‘Grey fleet’ drivers failing to carry out safety checks

Published: 14 September 2017

At-work drivers who drive their own cars for work, the so-called ‘grey fleet’, do not always carry out basic safety checks on their vehicles, according to new research from Enterprise Rent-A-Car.

The study among more than 2,000 adults in the UK, Ireland, Germany, France and Spain who drive their own cars for business found that more than two in five ‘grey fleet’ drivers (43%) did not undertake any regular maintenance checks themselves on their cars.

When asked why they didn’t, a third (35%) said that they expected ‘the car to tell them if something was wrong’ and 36% said ‘that’s what services and MoTs were for’. One in six (17%) simply expected modern cars to work.

Even more (38%) had never checked the tyre tread, a third (33%) had not looked at engine oil levels and almost half (40%) had never checked if their brake lights were working. Almost a third (30%) admitted they had never even opened the car bonnet.

Moreover, the research revealed that the personal cars Europeans drive for work were often less modern. Nearly half (44%) of the business drivers questioned were using a vehicle for business that was more than five years old, around one in eight (13%) drove a car that was more than a decade old and one in 14 ‘grey fleet’ drivers (7%) is in a vehicle more than 15 years old.

Rob Ingram, director of business rental for Europe at Enterprise Rent-A-Car, said: “All over Europe, businesses allow employees to use their own cars for work journeys. However, our research indicates that many drivers are not always checking their vehicles before a business trip. It’s very likely that this is something that companies are simply not aware of, and equally, they may not be aware of some of the implications for the business should the driver be involved in an accident due to lack of vehicle maintenance.

“We would advise all European businesses with employees that drive their own vehicles for work to ensure their travel and transport policies cover areas such as vehicle maintenance and routine checks for personal vehicles used for business travel. Developing travel policy is an area where we often work with our business customers, not least because this is our day-to-day work. At Enterprise, for example, every daily rental vehicle is put through a 25-point check before each hire and Enterprise Car Club vehicles in the UK have an inspection every fortnight.

“It may also make sense to provide employees with other travel options when they are planning a trip, such as pool cars, rental car vehicles, car clubs or advice on the availability of public transport, especially where it may be difficult to monitor how privately-owned vehicles are maintained. These options can be more cost-effective than the ‘grey fleet’ and employees often welcome not having to use their own vehicle for business.”

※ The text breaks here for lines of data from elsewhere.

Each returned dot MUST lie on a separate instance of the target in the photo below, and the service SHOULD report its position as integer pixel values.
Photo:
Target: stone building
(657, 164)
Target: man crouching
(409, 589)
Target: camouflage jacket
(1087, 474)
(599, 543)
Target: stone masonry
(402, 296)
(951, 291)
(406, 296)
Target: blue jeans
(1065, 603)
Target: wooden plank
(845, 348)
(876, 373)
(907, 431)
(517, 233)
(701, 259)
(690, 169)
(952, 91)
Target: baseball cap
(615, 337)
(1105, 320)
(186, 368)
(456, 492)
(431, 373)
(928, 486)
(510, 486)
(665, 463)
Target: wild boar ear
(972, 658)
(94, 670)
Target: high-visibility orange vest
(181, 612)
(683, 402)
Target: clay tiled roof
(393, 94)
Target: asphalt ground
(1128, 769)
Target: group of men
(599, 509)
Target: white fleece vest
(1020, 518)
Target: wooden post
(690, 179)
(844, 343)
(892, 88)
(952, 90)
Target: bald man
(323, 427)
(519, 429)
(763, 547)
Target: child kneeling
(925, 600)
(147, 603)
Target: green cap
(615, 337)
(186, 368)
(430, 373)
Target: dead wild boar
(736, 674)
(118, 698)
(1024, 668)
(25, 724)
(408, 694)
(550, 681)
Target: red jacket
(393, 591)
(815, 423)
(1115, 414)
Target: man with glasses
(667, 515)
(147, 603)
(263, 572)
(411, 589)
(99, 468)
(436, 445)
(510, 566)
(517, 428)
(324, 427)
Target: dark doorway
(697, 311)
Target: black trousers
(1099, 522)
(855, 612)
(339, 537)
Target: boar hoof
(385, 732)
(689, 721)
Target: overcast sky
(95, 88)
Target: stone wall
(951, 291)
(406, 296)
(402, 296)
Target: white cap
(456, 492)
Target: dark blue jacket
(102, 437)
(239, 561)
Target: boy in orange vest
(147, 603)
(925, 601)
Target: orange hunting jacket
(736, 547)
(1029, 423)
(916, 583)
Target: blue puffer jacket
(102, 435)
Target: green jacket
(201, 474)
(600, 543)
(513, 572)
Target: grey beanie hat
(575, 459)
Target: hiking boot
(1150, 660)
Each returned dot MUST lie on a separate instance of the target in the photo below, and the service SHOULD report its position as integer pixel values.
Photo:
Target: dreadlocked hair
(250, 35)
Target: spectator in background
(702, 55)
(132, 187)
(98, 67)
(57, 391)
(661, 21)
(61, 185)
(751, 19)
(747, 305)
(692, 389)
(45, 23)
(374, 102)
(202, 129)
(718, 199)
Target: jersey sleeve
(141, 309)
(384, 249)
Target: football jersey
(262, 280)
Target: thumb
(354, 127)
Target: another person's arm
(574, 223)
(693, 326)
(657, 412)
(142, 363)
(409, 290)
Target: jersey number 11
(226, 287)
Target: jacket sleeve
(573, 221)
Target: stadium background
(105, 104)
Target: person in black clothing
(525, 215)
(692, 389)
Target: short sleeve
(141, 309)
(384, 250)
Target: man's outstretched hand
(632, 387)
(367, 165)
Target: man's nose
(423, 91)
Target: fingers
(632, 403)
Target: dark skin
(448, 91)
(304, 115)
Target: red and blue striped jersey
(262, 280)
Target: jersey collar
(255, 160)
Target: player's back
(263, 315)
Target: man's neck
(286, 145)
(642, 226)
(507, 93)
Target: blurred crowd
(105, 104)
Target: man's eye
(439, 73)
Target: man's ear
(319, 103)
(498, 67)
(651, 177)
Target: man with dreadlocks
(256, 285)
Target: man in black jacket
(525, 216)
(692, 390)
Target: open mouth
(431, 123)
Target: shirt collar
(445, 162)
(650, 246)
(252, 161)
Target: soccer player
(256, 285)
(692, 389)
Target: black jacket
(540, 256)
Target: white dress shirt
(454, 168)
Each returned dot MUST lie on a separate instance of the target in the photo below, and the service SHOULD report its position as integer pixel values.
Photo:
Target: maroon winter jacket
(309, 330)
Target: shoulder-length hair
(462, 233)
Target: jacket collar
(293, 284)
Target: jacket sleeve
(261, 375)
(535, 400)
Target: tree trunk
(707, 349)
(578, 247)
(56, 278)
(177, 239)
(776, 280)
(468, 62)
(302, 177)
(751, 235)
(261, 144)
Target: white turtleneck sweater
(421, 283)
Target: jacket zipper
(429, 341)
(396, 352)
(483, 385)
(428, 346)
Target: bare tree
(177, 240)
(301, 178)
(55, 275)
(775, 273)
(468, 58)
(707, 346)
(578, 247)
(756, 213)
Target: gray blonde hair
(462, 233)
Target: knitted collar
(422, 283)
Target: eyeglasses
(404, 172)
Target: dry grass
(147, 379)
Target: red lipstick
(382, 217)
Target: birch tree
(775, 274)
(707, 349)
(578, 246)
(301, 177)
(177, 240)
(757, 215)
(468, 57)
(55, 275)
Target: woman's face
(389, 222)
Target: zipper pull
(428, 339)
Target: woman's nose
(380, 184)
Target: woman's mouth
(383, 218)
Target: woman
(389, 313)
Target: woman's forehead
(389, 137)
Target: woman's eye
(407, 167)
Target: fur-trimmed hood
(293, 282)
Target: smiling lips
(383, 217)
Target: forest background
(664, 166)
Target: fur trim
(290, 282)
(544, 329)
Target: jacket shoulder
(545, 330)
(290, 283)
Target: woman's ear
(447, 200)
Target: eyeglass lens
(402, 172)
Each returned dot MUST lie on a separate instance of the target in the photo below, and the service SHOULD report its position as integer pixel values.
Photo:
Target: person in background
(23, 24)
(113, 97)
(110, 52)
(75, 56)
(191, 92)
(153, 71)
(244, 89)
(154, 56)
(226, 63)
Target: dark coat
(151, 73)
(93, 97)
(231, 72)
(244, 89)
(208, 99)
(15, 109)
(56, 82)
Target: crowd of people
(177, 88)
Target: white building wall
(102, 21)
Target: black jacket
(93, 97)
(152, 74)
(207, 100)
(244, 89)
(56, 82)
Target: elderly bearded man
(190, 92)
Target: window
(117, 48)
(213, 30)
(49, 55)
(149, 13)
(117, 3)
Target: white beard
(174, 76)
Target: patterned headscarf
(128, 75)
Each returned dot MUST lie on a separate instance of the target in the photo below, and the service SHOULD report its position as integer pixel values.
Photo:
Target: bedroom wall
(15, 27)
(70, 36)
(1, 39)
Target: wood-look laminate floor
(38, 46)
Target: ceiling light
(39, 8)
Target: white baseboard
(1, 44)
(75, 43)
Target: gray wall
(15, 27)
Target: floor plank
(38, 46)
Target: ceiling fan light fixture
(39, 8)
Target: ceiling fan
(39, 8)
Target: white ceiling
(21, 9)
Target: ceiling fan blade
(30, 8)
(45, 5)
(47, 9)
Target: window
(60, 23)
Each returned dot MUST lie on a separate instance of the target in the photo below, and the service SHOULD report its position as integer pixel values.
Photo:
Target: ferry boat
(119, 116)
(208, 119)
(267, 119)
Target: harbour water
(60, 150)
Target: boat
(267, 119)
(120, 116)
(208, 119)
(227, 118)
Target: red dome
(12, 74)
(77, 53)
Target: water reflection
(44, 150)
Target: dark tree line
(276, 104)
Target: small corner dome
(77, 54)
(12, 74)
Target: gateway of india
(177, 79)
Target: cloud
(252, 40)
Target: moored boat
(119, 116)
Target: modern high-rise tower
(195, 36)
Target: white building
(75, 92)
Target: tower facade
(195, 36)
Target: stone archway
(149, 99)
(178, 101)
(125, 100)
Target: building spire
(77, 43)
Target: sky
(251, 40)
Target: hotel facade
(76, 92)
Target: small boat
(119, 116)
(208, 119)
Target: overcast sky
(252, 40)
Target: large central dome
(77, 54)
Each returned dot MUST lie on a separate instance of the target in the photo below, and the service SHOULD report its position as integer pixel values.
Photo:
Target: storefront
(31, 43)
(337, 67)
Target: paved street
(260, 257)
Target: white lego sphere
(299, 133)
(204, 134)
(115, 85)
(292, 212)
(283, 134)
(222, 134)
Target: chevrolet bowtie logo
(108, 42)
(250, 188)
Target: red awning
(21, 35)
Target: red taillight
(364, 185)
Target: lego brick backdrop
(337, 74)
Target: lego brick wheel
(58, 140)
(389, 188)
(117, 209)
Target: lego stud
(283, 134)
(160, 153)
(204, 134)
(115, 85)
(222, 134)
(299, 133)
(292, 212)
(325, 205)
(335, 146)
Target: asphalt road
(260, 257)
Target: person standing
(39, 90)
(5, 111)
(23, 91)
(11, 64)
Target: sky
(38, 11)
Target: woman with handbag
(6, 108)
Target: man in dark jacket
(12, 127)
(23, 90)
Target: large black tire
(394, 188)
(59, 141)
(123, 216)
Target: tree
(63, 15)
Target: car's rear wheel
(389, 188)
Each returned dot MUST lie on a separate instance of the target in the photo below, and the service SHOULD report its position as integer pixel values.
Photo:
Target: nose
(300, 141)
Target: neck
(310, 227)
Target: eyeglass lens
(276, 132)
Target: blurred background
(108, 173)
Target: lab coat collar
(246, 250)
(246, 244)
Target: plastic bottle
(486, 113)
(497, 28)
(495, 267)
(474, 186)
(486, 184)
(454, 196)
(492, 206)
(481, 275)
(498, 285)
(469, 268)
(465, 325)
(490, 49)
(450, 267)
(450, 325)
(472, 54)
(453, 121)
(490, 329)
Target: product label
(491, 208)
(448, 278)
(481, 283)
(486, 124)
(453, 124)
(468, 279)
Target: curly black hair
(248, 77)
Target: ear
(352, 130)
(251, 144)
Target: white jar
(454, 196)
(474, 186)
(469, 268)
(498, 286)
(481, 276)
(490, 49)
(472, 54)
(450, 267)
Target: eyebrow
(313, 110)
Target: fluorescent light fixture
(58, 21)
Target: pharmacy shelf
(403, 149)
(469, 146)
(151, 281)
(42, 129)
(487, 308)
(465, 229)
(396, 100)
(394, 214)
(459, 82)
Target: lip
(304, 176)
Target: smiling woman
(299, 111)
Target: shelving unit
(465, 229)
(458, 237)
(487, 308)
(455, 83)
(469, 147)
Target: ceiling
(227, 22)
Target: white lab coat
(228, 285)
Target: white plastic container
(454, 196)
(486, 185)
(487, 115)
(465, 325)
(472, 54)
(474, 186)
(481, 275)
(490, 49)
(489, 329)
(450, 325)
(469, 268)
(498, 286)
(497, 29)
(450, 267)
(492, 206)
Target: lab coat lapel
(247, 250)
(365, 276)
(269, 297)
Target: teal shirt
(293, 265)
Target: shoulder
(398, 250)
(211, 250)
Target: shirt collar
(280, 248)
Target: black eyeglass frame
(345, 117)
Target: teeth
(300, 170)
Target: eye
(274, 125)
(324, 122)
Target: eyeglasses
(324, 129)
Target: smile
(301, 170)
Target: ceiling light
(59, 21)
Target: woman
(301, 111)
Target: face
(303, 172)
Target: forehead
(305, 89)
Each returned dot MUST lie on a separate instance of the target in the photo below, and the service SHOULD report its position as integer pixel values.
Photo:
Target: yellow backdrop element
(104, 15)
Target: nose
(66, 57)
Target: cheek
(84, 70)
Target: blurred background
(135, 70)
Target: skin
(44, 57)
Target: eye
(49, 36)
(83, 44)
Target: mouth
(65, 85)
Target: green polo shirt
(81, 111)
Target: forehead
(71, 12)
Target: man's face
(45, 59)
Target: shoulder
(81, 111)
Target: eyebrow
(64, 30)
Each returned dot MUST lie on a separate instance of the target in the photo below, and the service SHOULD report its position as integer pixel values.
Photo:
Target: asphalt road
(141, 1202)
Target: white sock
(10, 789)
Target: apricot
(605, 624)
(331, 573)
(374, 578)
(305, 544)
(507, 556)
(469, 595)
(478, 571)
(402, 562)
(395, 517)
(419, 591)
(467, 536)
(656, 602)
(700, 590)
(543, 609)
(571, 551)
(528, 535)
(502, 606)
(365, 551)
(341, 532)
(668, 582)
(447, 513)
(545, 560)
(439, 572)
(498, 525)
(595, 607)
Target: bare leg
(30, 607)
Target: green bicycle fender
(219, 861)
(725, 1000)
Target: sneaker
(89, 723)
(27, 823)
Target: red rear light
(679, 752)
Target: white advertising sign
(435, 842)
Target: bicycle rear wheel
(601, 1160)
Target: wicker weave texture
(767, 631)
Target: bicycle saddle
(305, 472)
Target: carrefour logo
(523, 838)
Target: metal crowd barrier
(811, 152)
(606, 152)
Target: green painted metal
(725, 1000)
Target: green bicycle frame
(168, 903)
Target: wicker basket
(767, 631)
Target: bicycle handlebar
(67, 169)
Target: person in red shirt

The research further revealed that many ‘grey fleet’ drivers across Europe were unsure if the car they used for work contained vital safety equipment. More than a quarter (28%) didn’t know if they had a warning triangle, 36% didn’t know if they had a jack and a third (33%) were uncertain if their car held a high-visibility vest or jacket, even though those and other safety tools were mandatory in many European countries. Two thirds of ‘grey fleet’ drivers (66%) didn’t currently know if their car had a usable spare tyre.

The survey also looked at how ‘grey fleet’ drivers behaved when they were preparing for a trip of 100 miles or more. It revealed that 44% didn’t check that they had enough fuel and more than half (51%) didn’t do any basic safety checks on their vehicle.

In addition, almost two-thirds (61%) didn’t plan for breaks at least every two hours, even though driving safety organisations agreed that regular breaks on long trips were vital to maintain driver focus and concentration.

Mr Ingram said: “This research highlights that many personal vehicles aren’t always equipped for business travel and that employees don’t necessarily have the right equipment in the car if they break down. Staff may need a reminder before they set off on a trip of what they need to take in their vehicle, especially if they drive abroad where the requirements may be different.

“In some cases, companies may wish to consider if it’s appropriate to help with the cost of these items, not least as they may be stopped and fined by the police on the highway. Again, this is an area that can be addressed by a travel policy designed to cover the ‘grey fleet’.”